At age 10, Ola Labib began wearing the hijab, not out of a profound religious awakening but inspired by a group of stylish older girls from the Gulf who joined her Saturday Islamic school. Living in a small English seaside town where few people looked like her, Labib was drawn to the confidence and chic presentation of these newcomers. Despite her mother’s suggestion to wait until she was older, Labib started wearing the hijab the following week, finding in it a sense of belonging and self-expression.

However, her choice sparked immediate challenges. When she returned to her mainstream primary school donning a white hijab, her peers met her with insensitive questions and comments that underscored her sudden visibility and difference. Labib, who prior to this had largely blended into the background despite being the only non-white student, found herself navigating new social dynamics defined by misunderstanding and scrutiny.
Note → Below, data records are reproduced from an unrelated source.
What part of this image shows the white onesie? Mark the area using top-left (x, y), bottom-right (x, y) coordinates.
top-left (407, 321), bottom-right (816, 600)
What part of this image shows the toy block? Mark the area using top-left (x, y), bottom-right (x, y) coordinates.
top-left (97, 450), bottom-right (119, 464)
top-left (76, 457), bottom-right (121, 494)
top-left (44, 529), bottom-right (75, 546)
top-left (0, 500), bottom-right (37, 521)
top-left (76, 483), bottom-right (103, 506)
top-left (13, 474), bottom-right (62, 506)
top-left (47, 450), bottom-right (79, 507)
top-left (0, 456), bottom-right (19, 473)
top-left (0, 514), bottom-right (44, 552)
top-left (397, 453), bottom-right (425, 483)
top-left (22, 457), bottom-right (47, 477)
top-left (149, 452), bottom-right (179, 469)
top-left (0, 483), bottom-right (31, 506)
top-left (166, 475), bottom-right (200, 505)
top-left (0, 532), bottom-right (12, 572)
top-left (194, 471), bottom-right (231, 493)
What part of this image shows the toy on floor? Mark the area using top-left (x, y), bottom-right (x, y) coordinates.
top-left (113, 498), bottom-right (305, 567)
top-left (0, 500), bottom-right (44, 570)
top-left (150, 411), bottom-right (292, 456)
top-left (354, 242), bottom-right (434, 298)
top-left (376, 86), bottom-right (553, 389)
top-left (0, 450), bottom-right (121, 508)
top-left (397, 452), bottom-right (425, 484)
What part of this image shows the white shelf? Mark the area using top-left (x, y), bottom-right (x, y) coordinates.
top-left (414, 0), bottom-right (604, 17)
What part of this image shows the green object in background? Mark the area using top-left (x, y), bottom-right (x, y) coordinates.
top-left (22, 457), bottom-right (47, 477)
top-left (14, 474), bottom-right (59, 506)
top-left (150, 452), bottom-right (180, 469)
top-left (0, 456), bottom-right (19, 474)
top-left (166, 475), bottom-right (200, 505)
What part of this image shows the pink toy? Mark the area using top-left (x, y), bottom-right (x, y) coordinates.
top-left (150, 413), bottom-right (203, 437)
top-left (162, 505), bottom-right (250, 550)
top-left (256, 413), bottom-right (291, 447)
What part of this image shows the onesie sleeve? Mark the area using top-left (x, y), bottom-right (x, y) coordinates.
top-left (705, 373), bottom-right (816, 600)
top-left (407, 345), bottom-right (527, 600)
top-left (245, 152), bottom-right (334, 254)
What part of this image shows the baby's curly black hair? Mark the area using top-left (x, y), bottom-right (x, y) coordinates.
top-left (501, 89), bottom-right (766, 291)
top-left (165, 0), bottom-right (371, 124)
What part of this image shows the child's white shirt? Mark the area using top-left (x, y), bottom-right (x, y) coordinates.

As she progressed into secondary school in the early 2000s, the tensions intensified. Surrounded by peers experimenting with fashion trends and beauty standards, Labib’s uniform of blue trousers, a cardigan, and a matching hijab stood in stark contrast. Lacking conventional markers of popularity, she relied on her humor and personality to engage with others.

Her university years represented a turning point both personally and stylistically. Studying pharmacy while aspiring to creative fields such as fashion design and writing, Labib continued to live at home in the same town. She balanced different modes of dress depending on context—modest attire around family contrasted with more contemporary styles among friends—while maintaining the hijab as a constant. This dual existence reflected her broader experience as a Sudanese Muslim in the diaspora, negotiating multiple identities amid cultural and social pressures.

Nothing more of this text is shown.